Der Gutachter äusserte sich auch zu den massgeblichen Standardindikatoren. Massgebend sind die Indikatoren "funktioneller Schweregrad" (Gesundheitsschädigung – d.h. Ausprägung der diagnoserelevanten Befunde, Behandlungs- und Eingliederungserfolg bzw. -resistenz, Komorbiditäten, Persönlichkeit, sozialer Kontext) sowie "Konsistenz" (BGE 141 V 297, E. 4.1.3).
Bezüglich funktioneller Schweregrad hielt der Gutachter fest, innerhalb des vierstündigen Untersuchs habe keine Abnahme der kognitiven Fähigkeiten festgestellt werden können. Konzentration, Aufmerksamkeit, Merk- und Abstraktionsfähigkeit seien unauffällig gewesen (IV-act. 149-31 f.). Ausschliesslich anamnestisch werde das Auftreten von Angstattacken angegeben (IV-act. 149-32). Innerhalb von Haushalt und Organisation seien keinerlei Beeinträchtigungen vorhanden (IV-act. 149-38), jedoch seien aufgrund der sozialen Phobie die soziale Interaktion und Kontakte zu Dritten und Gruppenaktivitäten schwerwiegend eingeschränkt und aufgrund der Agoraphobie die Mobilität beeinträchtigt (IV-act. 149-38 f., 47). Im aktuellen Zeitpunkt sei der gesamte Symptomenkomplex mittelgradig ausgeprägt (IV-act. 149-38). In der Gesamtbewertung sei noch von einer leichtgradigen mit teilweise mittelgradigen Einschränkungen bezüglich der Aktivitäten in den verschiedenen Lebensbereichen auszugehen (IV-act. 149-51).

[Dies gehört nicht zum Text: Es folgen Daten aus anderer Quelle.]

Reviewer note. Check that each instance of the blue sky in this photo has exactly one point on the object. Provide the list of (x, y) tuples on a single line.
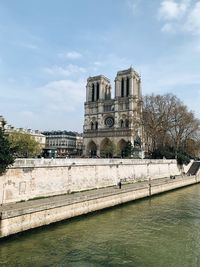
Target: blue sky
[(49, 48)]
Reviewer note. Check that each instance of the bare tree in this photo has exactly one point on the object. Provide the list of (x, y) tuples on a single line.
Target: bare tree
[(168, 123)]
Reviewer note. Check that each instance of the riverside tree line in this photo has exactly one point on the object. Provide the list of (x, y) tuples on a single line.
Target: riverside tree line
[(170, 130)]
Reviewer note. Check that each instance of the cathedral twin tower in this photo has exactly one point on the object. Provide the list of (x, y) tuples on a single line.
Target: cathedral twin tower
[(111, 124)]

Zum Indikator Behandlungserfolg bzw. -resistenz lässt sich dem Gutachten entnehmen, eine stationäre oder tagesklinische Therapie sei nie durchgeführt worden (IV-act. 149-39). Basierend auf der fehlenden Einnahme, dem fehlenden Auftreten von Zeichen nach abruptem Absetzen und der erheblichen Problematik bezüglich Compliance sei von einer eingeschränkten Einnahme der verschriebenen Medikamente auszugehen. Es sei damit weder von einer intensiven Psychotherapie noch von einer entsprechenden Psychopharmakotherapie auszugehen (IV-act. 149-40). Der Beschwerdeführer sollte dringend eine leitliniengerechte Psychopharmakotherapie unter Einhaltung einer Abstinenz durchführen; diese sei ihm zumutbar (vgl. IV-act. 149-50 ff.). Es bestehe die Möglichkeit einer 100%igen Arbeitsfähigkeit adaptiert innerhalb von 2 bis 3 Jahren bei Durchführung der vorgeschlagenen Massnahmen (Abstinenz, Intensivierung der Psychotherapie und medikamentöse Behandlung). Auch die Auffassung des Gutachters, dass eine gezieltere medikamentöse Behandlung möglich sei, wird von der IV-Ärztin bestätigt (IV-act. 193). Ob diese durch eine allenfalls höhere Dosierung von Mirtazapin oder durch andere Medikamente erfolgen sollte, ist aus invalidenversicherungsrechtlicher Sicht unerheblich. So oder anders erscheint eine wirksamere Psychopharmakotherapie angezeigt und dem Beschwerdeführer zumutbar.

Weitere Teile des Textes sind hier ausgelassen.